Ang Dorje and Lhakpa Tshering Sherpa left the safety of their camp during a brutal late-season storm that killed eight people that day and climbed 900 vertical metres to just below the peak’s South Summit. They waited for 45 minutes in a total whiteout, about 100 metres below the now-frozen Hall, before being forced back by the storm.
“It was very sad. Very difficult,” he says.
Despite Ang Dorje’s accomplishments, he tells no self glorifying tales. His feats have to be dragged out of him during our interview.
Yet, his stories are as compelling as any Everest summiter on the motivational speaking circuit. Here’s just one: In 2003, he was the last person coming down the mountain when a bridge of three roped-together ladders he was using to cross a crevasse in the notoriously unstable Khumbu Icefall flipped.
His fall into the dark chasm was arrested by a rope fixed to nearby ice. But when he tried to drop his heavy pack to reduce the strain on the rope, a buckle snagged between his harness and his rib, breaking the rib. Barely able to talk, he radioed a few Sherpas in the camp below for help.
It took almost an hour for the Sherpas to get him out of the crevasse. The moment they did, he felt an overwhelming urge to rush down the mountain.
“I was feeling, ‘Let’s get down really fast,’” he says.
A few minutes later, a wide field of giant ice shards, known as seracs, crashed into the crevasse.
“We couldn’t see where I had fallen.”
Now, living just outside Spokane, Wash., Ang Dorje says he enjoys guiding on Mt. Rainier as well as Everest. This should put him at least on the edge of the world’s media spotlight, yet he remains a footnote in reports of his groups’ mountaineering triumphs.
One-on-one, fellow Everest summiters Smith and Peter Hillary, the son of Everest pioneer Sir Edmund Hillary, speak admiringly of Ang Dorje. During an interview before the Sir Edmund Hillary Foundation’s gala dinner and auction, the younger Hillary said Dorje deserves far more media attention.
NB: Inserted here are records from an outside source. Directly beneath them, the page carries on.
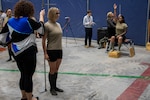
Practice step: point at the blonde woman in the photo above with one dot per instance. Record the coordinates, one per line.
(53, 49)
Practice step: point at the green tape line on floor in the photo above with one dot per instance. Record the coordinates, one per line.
(86, 74)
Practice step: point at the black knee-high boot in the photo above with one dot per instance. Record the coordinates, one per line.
(52, 84)
(56, 88)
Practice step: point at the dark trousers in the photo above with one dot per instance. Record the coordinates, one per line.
(88, 35)
(26, 62)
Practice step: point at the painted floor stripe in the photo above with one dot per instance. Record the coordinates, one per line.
(87, 74)
(135, 90)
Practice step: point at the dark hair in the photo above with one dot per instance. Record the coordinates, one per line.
(89, 11)
(23, 8)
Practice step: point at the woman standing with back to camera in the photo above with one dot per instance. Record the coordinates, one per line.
(21, 31)
(53, 51)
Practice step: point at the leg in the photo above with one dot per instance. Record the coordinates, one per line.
(112, 42)
(27, 63)
(90, 36)
(52, 77)
(86, 36)
(56, 74)
(119, 42)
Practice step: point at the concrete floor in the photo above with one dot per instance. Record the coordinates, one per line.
(85, 74)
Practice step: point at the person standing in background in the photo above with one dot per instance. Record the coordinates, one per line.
(2, 16)
(21, 29)
(121, 30)
(8, 16)
(53, 49)
(88, 24)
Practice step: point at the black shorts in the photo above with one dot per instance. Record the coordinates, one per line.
(54, 54)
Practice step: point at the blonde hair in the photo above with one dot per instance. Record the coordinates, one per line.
(52, 12)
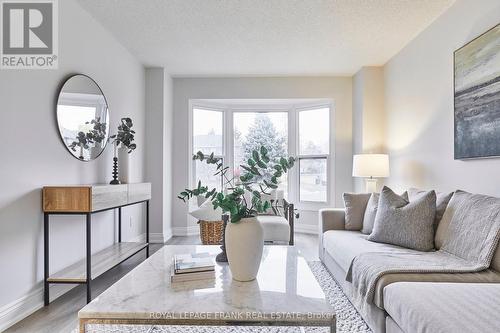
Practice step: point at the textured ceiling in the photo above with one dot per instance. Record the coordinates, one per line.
(264, 37)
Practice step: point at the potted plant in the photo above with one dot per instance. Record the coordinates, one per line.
(123, 142)
(243, 198)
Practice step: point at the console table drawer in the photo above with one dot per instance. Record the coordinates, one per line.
(67, 199)
(91, 198)
(105, 196)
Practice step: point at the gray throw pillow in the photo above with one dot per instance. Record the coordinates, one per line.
(355, 206)
(371, 212)
(404, 223)
(442, 199)
(474, 228)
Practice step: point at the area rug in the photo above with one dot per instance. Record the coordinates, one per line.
(348, 319)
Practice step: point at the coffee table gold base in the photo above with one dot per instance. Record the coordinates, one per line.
(176, 322)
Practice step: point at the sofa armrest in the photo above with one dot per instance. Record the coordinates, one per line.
(331, 219)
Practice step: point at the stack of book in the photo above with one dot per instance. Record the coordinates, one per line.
(192, 267)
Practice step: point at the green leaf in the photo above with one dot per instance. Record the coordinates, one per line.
(263, 150)
(255, 155)
(255, 171)
(270, 185)
(261, 164)
(284, 163)
(246, 168)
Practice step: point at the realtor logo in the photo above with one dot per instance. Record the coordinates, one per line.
(29, 34)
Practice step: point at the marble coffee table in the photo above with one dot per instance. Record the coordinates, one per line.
(285, 293)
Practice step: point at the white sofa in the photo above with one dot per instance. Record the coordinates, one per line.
(337, 248)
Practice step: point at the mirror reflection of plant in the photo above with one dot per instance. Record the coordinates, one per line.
(98, 132)
(125, 135)
(253, 181)
(82, 140)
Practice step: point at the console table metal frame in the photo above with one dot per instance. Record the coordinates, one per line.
(88, 246)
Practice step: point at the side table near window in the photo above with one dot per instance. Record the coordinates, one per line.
(87, 200)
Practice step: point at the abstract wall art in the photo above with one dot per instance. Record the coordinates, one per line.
(477, 97)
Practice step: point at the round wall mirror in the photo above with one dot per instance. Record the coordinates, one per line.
(83, 117)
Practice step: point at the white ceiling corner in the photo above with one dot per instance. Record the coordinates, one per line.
(264, 37)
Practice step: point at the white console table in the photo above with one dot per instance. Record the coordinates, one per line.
(87, 200)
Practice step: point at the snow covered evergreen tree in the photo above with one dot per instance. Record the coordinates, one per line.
(263, 133)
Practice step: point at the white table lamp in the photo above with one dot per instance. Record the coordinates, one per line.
(370, 166)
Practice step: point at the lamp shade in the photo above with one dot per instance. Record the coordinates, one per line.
(370, 165)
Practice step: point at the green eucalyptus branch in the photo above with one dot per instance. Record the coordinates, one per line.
(125, 135)
(252, 181)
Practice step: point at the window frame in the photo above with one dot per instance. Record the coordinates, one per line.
(191, 162)
(314, 205)
(292, 108)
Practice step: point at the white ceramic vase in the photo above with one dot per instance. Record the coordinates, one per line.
(244, 245)
(123, 165)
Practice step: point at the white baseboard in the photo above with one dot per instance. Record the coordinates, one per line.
(24, 306)
(19, 309)
(186, 231)
(154, 238)
(167, 234)
(306, 228)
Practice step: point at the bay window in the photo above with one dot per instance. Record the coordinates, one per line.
(232, 131)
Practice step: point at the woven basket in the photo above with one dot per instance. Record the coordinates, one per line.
(211, 232)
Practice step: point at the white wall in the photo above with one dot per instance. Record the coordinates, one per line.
(419, 105)
(159, 150)
(32, 155)
(338, 89)
(368, 115)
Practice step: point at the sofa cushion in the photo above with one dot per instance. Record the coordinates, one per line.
(344, 245)
(371, 212)
(276, 228)
(404, 223)
(474, 228)
(487, 276)
(444, 307)
(355, 206)
(442, 200)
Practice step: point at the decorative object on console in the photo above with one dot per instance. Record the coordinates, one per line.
(243, 262)
(123, 142)
(370, 166)
(477, 97)
(82, 117)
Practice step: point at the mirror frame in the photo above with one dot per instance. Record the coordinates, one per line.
(59, 91)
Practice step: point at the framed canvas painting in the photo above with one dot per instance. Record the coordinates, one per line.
(477, 97)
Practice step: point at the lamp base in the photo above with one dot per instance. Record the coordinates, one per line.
(371, 185)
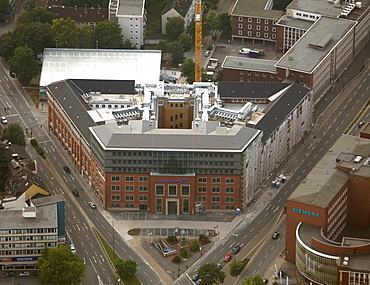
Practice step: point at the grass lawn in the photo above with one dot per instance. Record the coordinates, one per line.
(113, 257)
(154, 9)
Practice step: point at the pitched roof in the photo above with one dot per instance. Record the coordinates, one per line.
(181, 6)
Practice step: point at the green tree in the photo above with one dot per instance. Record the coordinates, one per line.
(4, 8)
(23, 65)
(255, 280)
(186, 41)
(108, 35)
(39, 14)
(66, 33)
(14, 133)
(59, 266)
(35, 35)
(174, 28)
(126, 268)
(187, 70)
(210, 274)
(177, 51)
(236, 266)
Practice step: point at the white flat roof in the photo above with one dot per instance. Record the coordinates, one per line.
(143, 66)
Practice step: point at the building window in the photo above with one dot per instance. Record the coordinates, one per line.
(202, 180)
(143, 188)
(202, 189)
(116, 188)
(230, 180)
(158, 205)
(116, 197)
(216, 199)
(185, 206)
(230, 190)
(143, 198)
(216, 189)
(172, 190)
(143, 207)
(185, 190)
(216, 180)
(159, 190)
(129, 188)
(229, 199)
(129, 197)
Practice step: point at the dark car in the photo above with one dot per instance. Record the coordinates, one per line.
(11, 274)
(236, 249)
(195, 277)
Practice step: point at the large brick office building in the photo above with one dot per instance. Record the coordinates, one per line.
(328, 217)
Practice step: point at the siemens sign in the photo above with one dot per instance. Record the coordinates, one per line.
(306, 212)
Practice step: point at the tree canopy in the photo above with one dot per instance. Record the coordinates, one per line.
(210, 274)
(174, 28)
(59, 266)
(14, 133)
(126, 268)
(107, 34)
(255, 280)
(23, 65)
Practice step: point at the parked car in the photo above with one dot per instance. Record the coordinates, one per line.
(195, 276)
(227, 258)
(10, 274)
(24, 274)
(236, 249)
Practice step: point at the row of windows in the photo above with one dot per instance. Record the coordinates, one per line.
(258, 34)
(27, 231)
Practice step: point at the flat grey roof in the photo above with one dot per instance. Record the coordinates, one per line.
(324, 181)
(236, 62)
(295, 23)
(219, 139)
(46, 217)
(130, 7)
(254, 8)
(302, 57)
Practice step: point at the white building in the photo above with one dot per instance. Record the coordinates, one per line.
(131, 16)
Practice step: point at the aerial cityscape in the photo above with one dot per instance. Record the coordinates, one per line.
(185, 142)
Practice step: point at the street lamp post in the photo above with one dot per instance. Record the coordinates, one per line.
(114, 253)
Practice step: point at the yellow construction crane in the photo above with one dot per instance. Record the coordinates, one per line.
(198, 41)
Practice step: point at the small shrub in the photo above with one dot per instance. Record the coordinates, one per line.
(203, 239)
(34, 142)
(184, 252)
(194, 246)
(176, 260)
(172, 239)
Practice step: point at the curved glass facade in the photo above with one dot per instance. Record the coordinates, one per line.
(315, 266)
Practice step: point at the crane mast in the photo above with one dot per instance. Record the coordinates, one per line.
(198, 41)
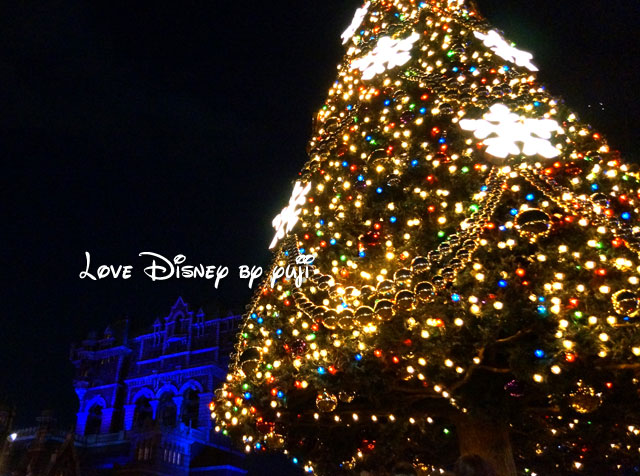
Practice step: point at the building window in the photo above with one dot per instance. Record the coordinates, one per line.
(94, 420)
(143, 414)
(167, 411)
(190, 408)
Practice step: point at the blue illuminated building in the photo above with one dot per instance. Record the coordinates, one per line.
(143, 404)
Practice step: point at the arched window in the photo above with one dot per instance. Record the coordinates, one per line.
(167, 411)
(190, 408)
(143, 414)
(94, 420)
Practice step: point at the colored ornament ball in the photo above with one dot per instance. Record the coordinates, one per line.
(585, 399)
(533, 224)
(514, 388)
(249, 360)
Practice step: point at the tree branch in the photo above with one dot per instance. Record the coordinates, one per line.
(515, 336)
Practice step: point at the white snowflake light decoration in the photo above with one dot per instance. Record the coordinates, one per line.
(499, 46)
(355, 23)
(509, 129)
(387, 54)
(288, 217)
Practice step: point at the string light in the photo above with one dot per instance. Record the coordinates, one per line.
(458, 214)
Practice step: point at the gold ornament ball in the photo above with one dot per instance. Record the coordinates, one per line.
(425, 291)
(326, 402)
(384, 309)
(625, 303)
(346, 397)
(533, 223)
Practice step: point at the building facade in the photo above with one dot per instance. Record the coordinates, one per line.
(144, 400)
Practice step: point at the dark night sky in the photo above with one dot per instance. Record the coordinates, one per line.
(178, 127)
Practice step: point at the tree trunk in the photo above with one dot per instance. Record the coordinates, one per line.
(489, 440)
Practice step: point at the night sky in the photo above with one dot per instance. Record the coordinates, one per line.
(179, 127)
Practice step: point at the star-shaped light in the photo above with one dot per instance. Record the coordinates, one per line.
(355, 23)
(508, 130)
(387, 54)
(499, 46)
(288, 217)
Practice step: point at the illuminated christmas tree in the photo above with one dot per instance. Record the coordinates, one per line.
(475, 287)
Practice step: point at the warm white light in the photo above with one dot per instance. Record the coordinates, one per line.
(355, 23)
(288, 217)
(504, 50)
(509, 129)
(387, 54)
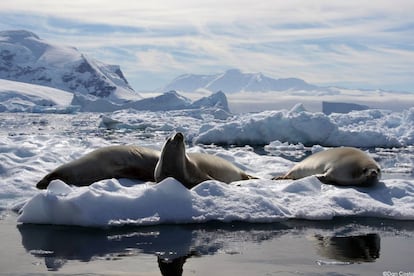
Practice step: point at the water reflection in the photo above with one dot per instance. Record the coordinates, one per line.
(173, 245)
(352, 249)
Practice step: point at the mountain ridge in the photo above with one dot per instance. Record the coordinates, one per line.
(24, 57)
(234, 80)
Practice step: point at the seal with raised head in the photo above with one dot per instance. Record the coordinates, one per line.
(108, 162)
(345, 166)
(193, 168)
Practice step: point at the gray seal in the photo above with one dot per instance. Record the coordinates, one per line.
(104, 163)
(345, 166)
(193, 168)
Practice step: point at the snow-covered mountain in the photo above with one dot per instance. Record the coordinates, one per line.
(234, 80)
(18, 96)
(24, 57)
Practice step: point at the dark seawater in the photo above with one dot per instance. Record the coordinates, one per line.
(363, 246)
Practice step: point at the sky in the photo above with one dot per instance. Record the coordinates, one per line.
(353, 44)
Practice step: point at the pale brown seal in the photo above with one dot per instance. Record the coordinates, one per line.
(345, 166)
(193, 168)
(107, 162)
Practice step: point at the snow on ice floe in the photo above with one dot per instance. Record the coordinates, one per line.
(109, 203)
(366, 129)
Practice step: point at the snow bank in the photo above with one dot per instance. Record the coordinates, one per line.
(370, 128)
(108, 203)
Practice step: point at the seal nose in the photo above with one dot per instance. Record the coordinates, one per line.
(179, 136)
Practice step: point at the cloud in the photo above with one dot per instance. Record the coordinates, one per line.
(365, 43)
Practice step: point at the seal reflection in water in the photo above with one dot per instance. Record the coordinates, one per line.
(193, 168)
(354, 249)
(104, 163)
(344, 166)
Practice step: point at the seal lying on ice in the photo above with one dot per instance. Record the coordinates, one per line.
(344, 166)
(107, 162)
(193, 168)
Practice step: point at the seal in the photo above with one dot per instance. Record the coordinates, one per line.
(108, 162)
(345, 166)
(193, 168)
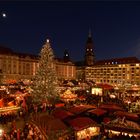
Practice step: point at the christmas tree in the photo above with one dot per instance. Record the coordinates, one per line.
(45, 81)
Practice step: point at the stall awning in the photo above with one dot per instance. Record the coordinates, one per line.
(128, 115)
(61, 114)
(81, 123)
(97, 112)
“He’s just an incredibly great person,” Hillary says. “He doesn’t strut, but he’s accomplished remarkable things.”
So why isn’t Ang Dorje better known outside Nepal?
In nearly two decades of climbing, he’s noticed a trend among the Western clients he leads to Everest’s summit: While climbing, they can’t say enough about how much work Sherpas do, but when they return home to newspaper reporters and TV cameras, they forget about the men who ferry much of their gear up the mountain and set up high camps.
“They only talk like they did it themselves.”